[css4-color] HLC <= CIE-La*b*

Kevin Bortis:
> Someone might think that CSS should implement CIE-XYZ but I personally think that would be a bad idea, becouse CIE-XYZ was specified to mathematically describe almost every possible color, but it does not match the human eye, it is bigger.

If the problem with (s)RGB is the arbitrary limit imposed by technical restrictions, why should we choose arbitrary limits imposed by biological restrictions instead of the whole deal? Just kidding.

> The transformation from CIE-L*C*h to CIE-L*a*b:
> L = L a = C * cos(h) b = C * sin(h)
> L = L C = sqrt(a^2+b^2) h = arctan(b/a)
> 
> "RAL Design(TM)". The values printed on the cards are in the format
> HLC which is a lot easier to use in practice than LCh.

HLC seems fine enough. It is reminiscent of HSL, though, therefore some authors will assume simple conversions like

  hsl(a, b, c) ⇒ hlc(a, c, d)

> em { color: hlc(240, 80, 15) } /* light blue */

That’s repeating the mistake from HSL in CSS3.

  hlc(<angle>, <percentage>, <percentage>)

  hlc(240deg, 80%, 15%)
  hlc(0.667turn, 0.8, 0.15)
  hlc(267grad, 204, 38) …

> To extend the color pallete from the current sRGB color space. A new CIE-L*C*h color pallette should be created

Maybe, but a user-friendly verbose systematic one, not reusing the stupid X11 names and values.
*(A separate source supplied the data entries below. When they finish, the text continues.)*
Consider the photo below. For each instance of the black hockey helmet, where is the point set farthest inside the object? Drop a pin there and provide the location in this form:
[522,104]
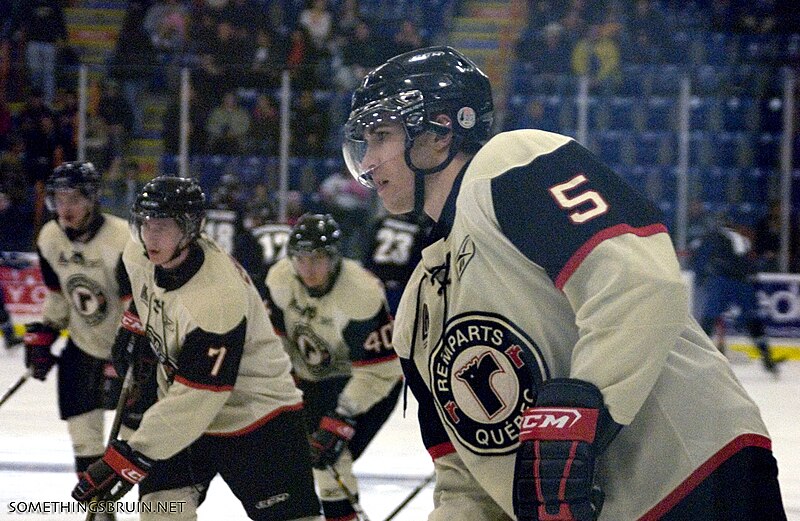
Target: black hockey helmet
[413,88]
[179,198]
[73,175]
[314,231]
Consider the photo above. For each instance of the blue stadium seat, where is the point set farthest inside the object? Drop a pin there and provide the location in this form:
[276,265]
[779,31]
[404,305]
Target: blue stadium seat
[621,112]
[768,150]
[705,113]
[770,114]
[661,113]
[608,146]
[738,113]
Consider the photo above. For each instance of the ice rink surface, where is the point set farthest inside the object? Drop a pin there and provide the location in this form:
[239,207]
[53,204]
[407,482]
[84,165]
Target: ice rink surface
[36,463]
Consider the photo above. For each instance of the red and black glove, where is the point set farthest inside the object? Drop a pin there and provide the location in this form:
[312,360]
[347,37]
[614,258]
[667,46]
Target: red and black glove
[38,339]
[112,476]
[560,438]
[330,439]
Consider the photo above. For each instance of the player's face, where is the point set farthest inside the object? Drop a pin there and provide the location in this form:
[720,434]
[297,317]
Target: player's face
[161,238]
[385,158]
[72,208]
[313,268]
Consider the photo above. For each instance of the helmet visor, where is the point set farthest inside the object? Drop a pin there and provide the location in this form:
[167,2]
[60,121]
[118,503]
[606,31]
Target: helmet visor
[406,108]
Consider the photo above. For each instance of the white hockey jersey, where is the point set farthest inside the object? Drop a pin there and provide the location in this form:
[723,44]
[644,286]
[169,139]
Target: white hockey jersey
[346,332]
[223,370]
[545,264]
[88,286]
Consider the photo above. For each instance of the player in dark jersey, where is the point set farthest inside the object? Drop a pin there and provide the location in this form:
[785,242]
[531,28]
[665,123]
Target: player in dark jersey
[724,268]
[80,256]
[225,225]
[395,246]
[546,332]
[333,318]
[227,402]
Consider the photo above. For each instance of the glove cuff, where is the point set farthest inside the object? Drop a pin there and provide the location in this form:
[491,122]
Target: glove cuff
[130,465]
[339,425]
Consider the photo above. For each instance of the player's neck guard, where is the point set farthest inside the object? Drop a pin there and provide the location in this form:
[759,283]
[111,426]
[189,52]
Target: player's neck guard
[173,278]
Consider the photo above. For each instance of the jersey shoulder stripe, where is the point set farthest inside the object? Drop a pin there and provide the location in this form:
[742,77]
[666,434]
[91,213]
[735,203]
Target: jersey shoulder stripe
[559,206]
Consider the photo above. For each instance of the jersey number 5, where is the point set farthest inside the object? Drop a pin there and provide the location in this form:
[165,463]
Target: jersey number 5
[598,205]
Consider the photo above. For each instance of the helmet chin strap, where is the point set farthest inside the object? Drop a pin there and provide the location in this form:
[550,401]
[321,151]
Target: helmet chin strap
[420,173]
> em { color: rgb(aliceblue) }
> em { color: aliceblue 1 }    /* aliceblue = #F0F8FF, alpha 1 */

That’s unnecessary and not backwards compatible.

> Because every color can have an alpha channel, the alpha channel should be seperated from the color itself.

That makes no sense. Authors now have learned that they need to add an ‘a’ to the color system pseudo function name if they want to specify a translucent color.